Şanlıurfa’da kamu-üniversite iş birliği ile hayata geçirilen projeyle teknoloji kullanılarak dijital ortamda takibi yapılan pamuk üretiminde su, gübre, ilaç kullanımı düşerken verimde yüzde 6 artış yaşandı.
Güneydoğu Anadolu Projesi (GAP) kapsamında sulu tarımın yaygınlaşmasının ardından ekim ve üretimi artan pamuk, tarıma dayalı sanayinin en önemli ham maddeleri arasında yer alıyor.
Tekstil, yağ sanayi ve hayvancılık sektörüne önemli oranda ham madde sağlayan pamuk, bölge çiftçisinin vazgeçemediği ürün haline gelirken Türkiye’nin de dünya genelinde tekstilde söz sahibi olmasına katkı sağlıyor.
Türkiye’nin pamuk deposu konumundaki Şanlıurfa’da ürünün doğru teknik ve teknolojik olanaklarla üretiminin yapılması amacıyla GAP Bölge Kalkınma İdaresinin desteğiyle Boğaziçi ve Harran üniversiteleri tarafından “Pamuğun Dijital Serüveni” projesi hayata geçirildi.
Proje sayesinde pamuğun toprakla buluşmasının ardından bitkinin sulanması, ilaç ve gübrelenmesi gibi süreçler deneme tarlasında teknolojik cihazlarla yapılarak kayıt altına alınırken, anında yapılan analizlerle bitkiye ihtiyaca göre su, ilaç ve gübre verilerek girdi maliyetleri düşürüldü. Dijital takip sayesinde bitkinin rekoltesinde ise artış sağlandı.
GAP Bölge Kalkınma İdaresi Başkan Vekili Mehmet Açıkgöz, AA muhabirine, tarımın GAP’ın lokomotif sektörü olduğunu söyledi.
Bölgede hassas tarım teknolojilerinin kullanılmasına önem verdiklerini belirten Açıkgöz, “Dijital tarım dediğimiz dijital teknolojiler kullanılarak tarım işletmelerimizin hem rekabet gücünü hem de verimliliğini artırmayı hedefliyoruz. Bu amaçla Türkiye’de bu alanda ilk defa yerli ve milli yazılım geliştirildik, TÜBİTAK Uzay Bilimleri Enstitüsü ile birlikte çalışılarak.

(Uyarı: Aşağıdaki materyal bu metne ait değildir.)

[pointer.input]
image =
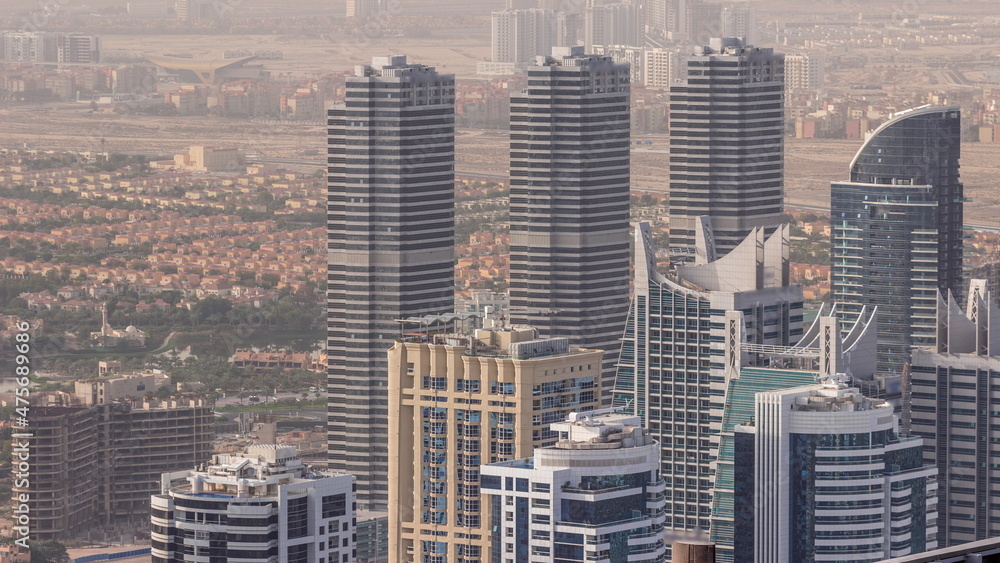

Bu çalışmayı da asıl uygulayıcı kuruluşlarla birlikte şu anda alanda uygulamaya çalışıyoruz.” dedi.
Açıkgöz, bölgede baskın olan ürünlere yönelik hassas tarım teknolojilerinin kullanıldığı örnek projeler yürüttüklerini ifade etti.
Özellikle bölgede en fazla üretimi yapılan ürün olan pamuğa yönelik çalışma yürüttüklerini anlatan Açıkgöz, şöyle devam etti:
“Harran Ovası’ndaki bir deneme arazisinde pamuğun tüm evreleri dijital bir şekilde takip edilebiliyor ve bu takip sistemi vasıtasıyla girdilerin en aza indirilmesi sağlanıyor. Bunun için arazi denememizdeki tarla sensörleri, iklim istasyonları ve uydudan aldığımız görüntüler vasıtasıyla pamuğun tüm evreleri dijitalleştirilerek kayıt altına alınıyor ve buna dayanarak da girdilerin optimizasyonu sağlanıyor. Özellikle pamuğun üretim maliyetini artıracak aşırı su, gübre kullanımının önüne geçilmiş oluyor. Pamukta normalde dönüme 1600 metreküp su kullanılırken bu dijital takip sayesinde su kullanımını yüzde 50’ye düşürdük, gübre ile ilaç kullanımında da yüzde 30’lara varan bir oranda düşüş oldu. Buna karşın verimde de yüzde 6’lık bir artış görüldü. Dolayısıyla daha az bir maliyet ve daha az bir girdiyle daha fazla bir verimi gerçekleştirmiş olduk.”
Açıkgöz, pamukta toprağın aşırı sulama, gübre ve ilaç kullanımı nedeniyle zarar gördüğünü, projenin bu olumsuzlukları önleyeceğini, Türkiye’nin dijital tarım konseptine öncülük edeceğini, ekonomik ve çevresel katkılar sunacağını sözlerine ekledi.